[BRIEF NOTE] Going South
Feb. 18th, 2005 08:51 pmOver at Salon.com, Patrick Smith has a travelogue describing his visit to Buenos Aires and Montevideo.
It's worth reading, and not only because of the funny meditation on in-flight music at the travelogue's beginning.
Buenos Aires must be on any architecture buff's short list of must-sees, if only for the novelty: a distinctively, almost stubbornly European city in the middle of Latin America. I'm tempted to call it "stunning," but that's a word that implies a measure of new, bright and gleaming. Buenos Aires, for all its neoclassical monuments, carved facades and filigrees, does not gleam. It exists gloomily beneath a layer of grime and neglect, which at this point, depending on the neighborhood, treads the precarious ridge between old-word charm and dilapidation. A certain state of post-colonial disrepair would be ordinary in lesser-developed countries, but from a supposed world-class center of sophistication I expected more.

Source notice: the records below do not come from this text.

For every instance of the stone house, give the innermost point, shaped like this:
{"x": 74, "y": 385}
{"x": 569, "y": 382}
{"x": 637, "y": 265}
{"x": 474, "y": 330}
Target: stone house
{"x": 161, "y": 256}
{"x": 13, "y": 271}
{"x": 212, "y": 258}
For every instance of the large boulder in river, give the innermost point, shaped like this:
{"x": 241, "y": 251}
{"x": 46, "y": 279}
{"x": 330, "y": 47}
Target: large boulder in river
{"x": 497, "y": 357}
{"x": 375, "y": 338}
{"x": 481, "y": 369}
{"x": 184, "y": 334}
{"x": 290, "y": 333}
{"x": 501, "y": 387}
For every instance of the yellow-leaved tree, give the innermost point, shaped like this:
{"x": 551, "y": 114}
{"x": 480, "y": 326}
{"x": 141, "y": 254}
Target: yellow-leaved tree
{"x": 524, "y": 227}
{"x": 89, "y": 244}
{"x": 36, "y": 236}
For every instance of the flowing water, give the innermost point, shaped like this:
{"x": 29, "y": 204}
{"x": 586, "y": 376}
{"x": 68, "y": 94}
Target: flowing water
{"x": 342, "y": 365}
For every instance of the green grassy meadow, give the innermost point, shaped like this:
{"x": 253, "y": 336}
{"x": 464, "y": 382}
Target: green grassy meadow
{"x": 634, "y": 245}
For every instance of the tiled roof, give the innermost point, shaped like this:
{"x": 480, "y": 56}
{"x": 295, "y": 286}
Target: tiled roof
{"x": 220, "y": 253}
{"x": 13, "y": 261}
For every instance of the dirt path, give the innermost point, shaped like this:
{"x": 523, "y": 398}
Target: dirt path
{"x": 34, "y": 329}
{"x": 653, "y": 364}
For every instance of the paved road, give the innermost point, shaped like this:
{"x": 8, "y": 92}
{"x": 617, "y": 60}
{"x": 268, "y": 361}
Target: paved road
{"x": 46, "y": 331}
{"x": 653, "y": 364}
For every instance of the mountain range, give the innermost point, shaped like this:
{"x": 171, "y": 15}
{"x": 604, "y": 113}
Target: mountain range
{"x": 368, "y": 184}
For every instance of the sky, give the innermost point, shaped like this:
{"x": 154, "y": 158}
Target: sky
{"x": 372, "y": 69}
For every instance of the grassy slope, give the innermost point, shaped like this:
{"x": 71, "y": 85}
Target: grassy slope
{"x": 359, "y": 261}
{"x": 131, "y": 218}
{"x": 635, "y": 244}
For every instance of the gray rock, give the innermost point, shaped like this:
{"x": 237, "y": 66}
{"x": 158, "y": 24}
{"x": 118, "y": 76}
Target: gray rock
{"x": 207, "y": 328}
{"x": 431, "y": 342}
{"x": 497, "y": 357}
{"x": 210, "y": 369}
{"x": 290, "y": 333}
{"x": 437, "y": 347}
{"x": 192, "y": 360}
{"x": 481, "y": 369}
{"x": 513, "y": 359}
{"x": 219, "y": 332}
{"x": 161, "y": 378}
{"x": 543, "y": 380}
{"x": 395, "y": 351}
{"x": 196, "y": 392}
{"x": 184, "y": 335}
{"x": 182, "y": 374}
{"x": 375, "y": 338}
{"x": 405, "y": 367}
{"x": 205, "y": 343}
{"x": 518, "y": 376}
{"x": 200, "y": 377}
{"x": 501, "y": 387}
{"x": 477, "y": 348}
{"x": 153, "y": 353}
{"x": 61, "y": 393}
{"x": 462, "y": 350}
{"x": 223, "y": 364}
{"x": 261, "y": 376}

So it goes in Argentina after years of corrupt governments, hyperinflation and economic free-fall. I was amazed at the numbers of homeless people wandering around B.A.'s busiest commercial zones. Not merely individuals, mind you, but whole families, sleeping on heaps of refuse and rummaging through dumpsters adjacent to chic clothing shops and banks.
It's worth reading, and not only because of the funny meditation on in-flight music at the travelogue's beginning.